The amount of administration of the interleukin-18 inducer of the present invention differs depending on, for example, the age and the symptom. However, in order to exhibit the effect to induce interleukin-18, it is preferable that the interleukin-18 inducer is administered at least at a proportion of 100 mg/kg body weight/day.
The present invention will be explained more specifically below with reference to Examples. However, the present invention is not limited to Examples described below.

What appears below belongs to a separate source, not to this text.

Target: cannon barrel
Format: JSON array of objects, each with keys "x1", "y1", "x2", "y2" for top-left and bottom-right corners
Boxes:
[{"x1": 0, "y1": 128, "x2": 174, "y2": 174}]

10 g of a commercially available whey protein condensate (protein content: 83%, produced by Arla Foods Ingredients) was dissolved in 90 g of purified water, to which 106 mg of sodium hydroxide (produced by San-Ei Gen F. F. I., Inc.) was added to prepare a whey protein solution in which pH was adjusted to 8.5. 14,940 activity units (1,800 activity units per 1 g of protein) of Protease N (produced by Amano Enzyme Inc.), 1,660 activity units (200 activity units per 1 g of protein) of Bioprase (produced by Nagase Chemtex Corporation), 830 activity units (100 activity units per 1 g of protein) of disrupted cell pellet of Lactobacillus helveticus, and 10,375 activity units (1,250 activity units per 1 g of protein) of trypsin (produced by Novozymes) were added to the whey protein solution, and the temperature was kept at 50° C. to cause the hydrolysis. The enzyme reaction was monitored on the basis of the rate of hydrolysis. The solution was heated to 85° C. for 10 minutes at a point of time at which the rate of hydrolysis arrived at 25.7% to deactivate the enzymes. The solution was cooled to 10° C. to prepare a whey protein hydrolysate. The whey protein hydrolysate was treated with an ultrafiltration membrane module (produced by Asahi Kasei Corporation, Code No. SLP-0053) specified by the fractioning molecular weight of 10,000 to recover a fraction filtrated through the membrane. The fraction was lyophilized to obtain about 8.3 g of powdery whey protein hydrolysate.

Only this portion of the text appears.